David Dicker is the first of three 2010 Hall of Fame inductees. The Hall of Fame recognises exceptional individuals who have contributed to the Australian IT industry over a significant period of time. Dicker was triumphant in winning the commendation of his peers to be recognised as a 2010 inductee. He spoke to JENNIFER O’BRIEN.
Despite a wildly successful career in the Australian distribution channel, David Dicker displays a tinge of sadness and regret as he laments his failed invention back in the '80s.
“I spent 10 years in the ‘80s trying to build my own computer in Australia and export it worldwide. And we’re not talking about a personal computer, we’re talking about a full-scale machine,” said Dicker, managing director and co-owner of Dicker Data.
“I designed the architecture of the hardware and the software, I wrote the operating system and I had engineers and programmers who did all the support work and we failed in that project. It was rubbish, but I made strategic errors in terms of the way I managed it, so it was basically my fault. Bitter is not the right word, but if we’d taken that approach to the US or even in Taiwan, I’m sure we would have succeeded. But I was hell-bent on doing it in Australia. In hindsight that was just a huge mistake.”

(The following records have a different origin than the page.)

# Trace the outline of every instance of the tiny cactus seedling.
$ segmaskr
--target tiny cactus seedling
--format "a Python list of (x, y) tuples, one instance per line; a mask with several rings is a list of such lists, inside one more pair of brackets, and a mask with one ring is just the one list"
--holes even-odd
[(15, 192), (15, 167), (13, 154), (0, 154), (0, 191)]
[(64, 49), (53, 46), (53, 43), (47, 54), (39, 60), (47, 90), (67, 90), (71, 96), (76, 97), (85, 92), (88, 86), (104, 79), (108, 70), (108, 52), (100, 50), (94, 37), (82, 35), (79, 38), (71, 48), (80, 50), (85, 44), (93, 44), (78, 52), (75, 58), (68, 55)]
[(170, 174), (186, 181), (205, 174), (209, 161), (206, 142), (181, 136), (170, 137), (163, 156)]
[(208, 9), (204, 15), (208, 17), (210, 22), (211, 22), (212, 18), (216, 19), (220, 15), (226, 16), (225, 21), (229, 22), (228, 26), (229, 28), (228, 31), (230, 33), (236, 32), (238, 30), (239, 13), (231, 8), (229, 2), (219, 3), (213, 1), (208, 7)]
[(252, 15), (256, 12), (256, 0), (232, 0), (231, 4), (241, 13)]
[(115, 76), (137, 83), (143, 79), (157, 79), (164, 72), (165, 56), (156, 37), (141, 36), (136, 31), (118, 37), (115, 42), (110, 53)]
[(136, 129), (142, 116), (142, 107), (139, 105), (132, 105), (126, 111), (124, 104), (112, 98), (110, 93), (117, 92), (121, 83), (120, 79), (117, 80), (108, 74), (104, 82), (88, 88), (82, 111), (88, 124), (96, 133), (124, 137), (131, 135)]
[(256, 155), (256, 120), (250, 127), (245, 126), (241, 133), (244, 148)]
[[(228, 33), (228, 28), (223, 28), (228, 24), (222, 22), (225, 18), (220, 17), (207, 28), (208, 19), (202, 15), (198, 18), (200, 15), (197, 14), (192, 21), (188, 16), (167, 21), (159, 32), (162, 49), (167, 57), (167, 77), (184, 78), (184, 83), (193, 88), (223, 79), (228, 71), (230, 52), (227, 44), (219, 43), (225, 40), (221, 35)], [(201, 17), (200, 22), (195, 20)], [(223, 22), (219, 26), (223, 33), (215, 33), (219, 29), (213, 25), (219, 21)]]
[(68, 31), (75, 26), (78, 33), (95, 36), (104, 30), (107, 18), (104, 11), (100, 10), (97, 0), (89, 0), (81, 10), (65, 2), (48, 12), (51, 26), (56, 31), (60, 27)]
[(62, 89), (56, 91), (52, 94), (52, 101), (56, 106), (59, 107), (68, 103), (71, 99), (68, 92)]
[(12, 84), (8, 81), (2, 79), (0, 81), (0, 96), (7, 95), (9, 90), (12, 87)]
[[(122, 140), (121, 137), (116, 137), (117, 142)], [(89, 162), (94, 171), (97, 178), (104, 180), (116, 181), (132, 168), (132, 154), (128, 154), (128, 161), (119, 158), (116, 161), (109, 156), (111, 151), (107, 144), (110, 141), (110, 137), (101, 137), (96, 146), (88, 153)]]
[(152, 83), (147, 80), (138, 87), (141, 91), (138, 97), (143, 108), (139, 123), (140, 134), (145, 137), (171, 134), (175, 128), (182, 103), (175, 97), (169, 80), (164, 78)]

Indeed, this outspoken, no holds-barred character has been in the distribution game since 1978 when he set up shop after flying to the US to buy microcomputers from Vector Graphics, which he eventually won exclusive Australian distribution rights for.
The Sutherland Shire-bred character, who prefers a tracksuit to the typical casual business attire, had been working in his father’s business (making material for building timber roof trusses) when he watched the work being done by the consulting engineers using HP-97 programmable calculators – and figured he could do it better.
“I started to write programs and I had to relearn all the mathematics that I flunked out on in high school. Fortunately I’d only been out of high school for a few years and I still had the stupid text books. I managed it – God knows how. Anyway, I started writing the programs and after a short time it was obvious that it was going better with us doing it than the consulting engineers so we told them to stop.”
He soon realised the programmable calculators weren’t powerful enough so he started looking for microcomputers, which he found in the US thanks to Vector Graphics. He bought four computers, which he sold to customers of the roofing truss business, and had ambitions to sell 10 computers a month.
“Obviously, anybody could see there was going to be a market for these computers so we started to sell them and that’s how it all started.”